Luckily, no sacred cows there.
I guess I should not revert to sarcasm but I really do not see any way to solve this problem that reoccurs like clockwork. The above started out as a sincere attempt to further the discussion in a positive manner but I have been down this road countless times ... our voices [those of outsiders] do not count.
That reader went on to say that he agreed with someone I had quoted previously, who argued "Perhaps if we joined the Japanese in peacefully honoring their war dead, and just make Yasukuni just about a tragic loss, we can all move on."
Another reader writes to disagree specifically with the idea of "moving on" and offers a less sympathetic view:
I'd like to provide a little push-back to your last quoted emailer:
"Over time, however, I have grown to think that the rest of the world also needs to ask hard questions about itself, to give the Japanese the space to “move on.” ...This sounds suspiciously to me like false equivalence.
Japan has had 70 years to "ask hard questions". The result is that, almost 70 years after the end of World War II, Yasukuni has enshrined Class A, B, and C War Criminals (those guilty of starting the war, as well as those who committed atrocities), and members of the Japanese government regularly visit the shrine.
Shinzo Abe, the current PM, rather than "asking hard questions" and "moving on" has actually *backtracked* by renouncing claims that Japan had done anything wrong to "comfort women," saying that Japan's Class A war criminals weren't really criminals, and questioning just how aggressive Japan's role in World War II was. Many ministers in his cabinet are just as bad, or worse. This is actively making things worse, not moving on.
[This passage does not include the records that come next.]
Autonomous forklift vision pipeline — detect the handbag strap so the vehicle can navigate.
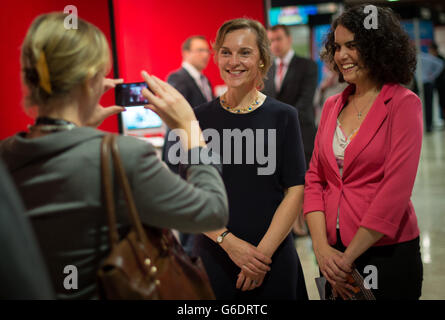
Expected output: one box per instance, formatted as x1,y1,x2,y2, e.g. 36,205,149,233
101,134,148,249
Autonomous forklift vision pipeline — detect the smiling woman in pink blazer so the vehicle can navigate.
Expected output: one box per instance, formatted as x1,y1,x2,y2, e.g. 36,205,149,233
304,6,423,299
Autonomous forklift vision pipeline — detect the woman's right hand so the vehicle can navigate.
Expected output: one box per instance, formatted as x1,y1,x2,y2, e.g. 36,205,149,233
222,233,272,279
141,71,196,131
314,244,348,287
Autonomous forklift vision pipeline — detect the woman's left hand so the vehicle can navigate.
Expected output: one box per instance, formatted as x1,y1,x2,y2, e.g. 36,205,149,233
87,78,125,128
236,271,266,291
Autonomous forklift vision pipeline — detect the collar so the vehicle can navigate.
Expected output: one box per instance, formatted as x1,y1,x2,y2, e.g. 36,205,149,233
275,49,295,66
182,61,202,83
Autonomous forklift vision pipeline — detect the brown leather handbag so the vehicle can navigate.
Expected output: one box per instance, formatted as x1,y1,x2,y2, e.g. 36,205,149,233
97,134,215,300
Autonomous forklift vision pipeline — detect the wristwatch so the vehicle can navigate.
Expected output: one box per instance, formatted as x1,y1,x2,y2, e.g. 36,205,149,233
216,230,230,244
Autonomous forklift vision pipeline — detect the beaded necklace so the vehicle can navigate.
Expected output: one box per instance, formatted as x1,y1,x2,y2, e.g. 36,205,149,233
219,94,260,113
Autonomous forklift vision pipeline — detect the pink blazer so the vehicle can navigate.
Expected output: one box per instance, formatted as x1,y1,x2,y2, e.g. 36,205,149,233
304,84,423,246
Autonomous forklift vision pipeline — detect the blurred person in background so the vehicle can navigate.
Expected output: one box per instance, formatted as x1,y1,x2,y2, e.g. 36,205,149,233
263,25,318,236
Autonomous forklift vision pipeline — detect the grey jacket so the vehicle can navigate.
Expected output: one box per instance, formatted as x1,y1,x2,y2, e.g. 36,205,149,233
0,127,228,299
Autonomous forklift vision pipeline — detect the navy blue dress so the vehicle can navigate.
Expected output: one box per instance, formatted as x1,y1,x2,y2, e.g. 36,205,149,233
194,97,308,300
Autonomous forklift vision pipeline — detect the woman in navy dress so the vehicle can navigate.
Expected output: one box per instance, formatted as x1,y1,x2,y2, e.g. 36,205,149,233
194,19,307,299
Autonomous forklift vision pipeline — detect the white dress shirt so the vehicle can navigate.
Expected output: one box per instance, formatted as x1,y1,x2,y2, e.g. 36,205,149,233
274,49,295,92
182,61,212,101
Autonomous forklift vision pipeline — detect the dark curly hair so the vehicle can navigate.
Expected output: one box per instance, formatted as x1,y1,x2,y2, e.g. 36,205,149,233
320,5,417,85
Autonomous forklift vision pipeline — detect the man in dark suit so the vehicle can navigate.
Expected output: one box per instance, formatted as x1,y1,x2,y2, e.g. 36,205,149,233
263,25,317,166
162,36,213,253
263,25,317,235
162,36,213,173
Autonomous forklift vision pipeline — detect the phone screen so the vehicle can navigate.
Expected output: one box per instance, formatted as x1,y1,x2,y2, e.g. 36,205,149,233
114,82,148,107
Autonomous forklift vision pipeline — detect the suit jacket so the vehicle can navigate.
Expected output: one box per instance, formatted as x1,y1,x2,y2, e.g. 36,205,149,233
0,127,228,299
304,84,423,246
263,55,318,165
167,68,213,108
162,68,213,173
0,161,55,300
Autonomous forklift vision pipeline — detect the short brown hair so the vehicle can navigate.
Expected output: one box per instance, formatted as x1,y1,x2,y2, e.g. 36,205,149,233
213,18,272,88
182,35,207,51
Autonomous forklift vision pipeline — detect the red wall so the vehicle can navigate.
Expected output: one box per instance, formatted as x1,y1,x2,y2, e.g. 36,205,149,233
114,0,264,85
0,0,118,139
0,0,264,139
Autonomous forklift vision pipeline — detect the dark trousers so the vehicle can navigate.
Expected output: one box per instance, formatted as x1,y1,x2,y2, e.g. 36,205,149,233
334,230,423,300
423,83,434,132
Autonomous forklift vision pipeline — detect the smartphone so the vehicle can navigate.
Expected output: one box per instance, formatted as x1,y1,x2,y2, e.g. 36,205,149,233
114,82,148,107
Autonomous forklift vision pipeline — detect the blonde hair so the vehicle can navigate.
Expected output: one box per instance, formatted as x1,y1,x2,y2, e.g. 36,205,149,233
21,13,111,107
213,18,272,88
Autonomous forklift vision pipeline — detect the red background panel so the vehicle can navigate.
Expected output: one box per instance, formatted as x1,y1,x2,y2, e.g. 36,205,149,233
0,0,264,139
113,0,264,85
0,0,118,139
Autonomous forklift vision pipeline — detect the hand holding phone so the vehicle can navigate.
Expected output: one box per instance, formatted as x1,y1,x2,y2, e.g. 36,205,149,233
115,82,148,107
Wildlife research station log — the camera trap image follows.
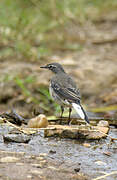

Yes, other nations have honor countrymen who are guilty of crimes. But in the case of the US and UK, two of the countries your emailer refers to (the People's Republic of China and Mao is a whole different ballgame), there are many public efforts to discuss and analyze the crimes of such people. The Arthur Harris Memorial *is* controversial [see this], for example, and has had to be under guard for periods of time. Let me know when Nathan Bedford Forrest is re-buried in Arlington National Cemetery, and when US presidents routinely visit his grave.
The problem that your emailer fails to see is that Japan is quite happy to remember Japanese victims of World War II, but actively denies the existence of victims of Japanese forces in that war (and waffles over the role that Japanese authorities played in causing that war in the first place).
Admittedly, this seems to be a very human trait (it's reminiscent of the Turkish government's prickliness over talk about the Armenian genocide), but just because other peoples and countries are guilty of this and have their own obstacles to overcome in facing their history does not mean that Japan is doing exceptionally poorly at the task. And the fact that Japanese inability to deal with its own recent history is aggravating tensions between it, South Korea and China (these three countries being some of the world's biggest economies and militaries) makes it worrisome for everyone.
For the record, I also got several messages from people in Canada, Europe, and Japan saying it was pretty insensitive / offensive for any American, like me, to complain about militarism from any other source, given the modern U.S.'s record for sending troops everywhere and thinking about the consequences later. American hyper-militarism and related security-state mentality is indeed a problem, but it's a different one from what we're discussing here.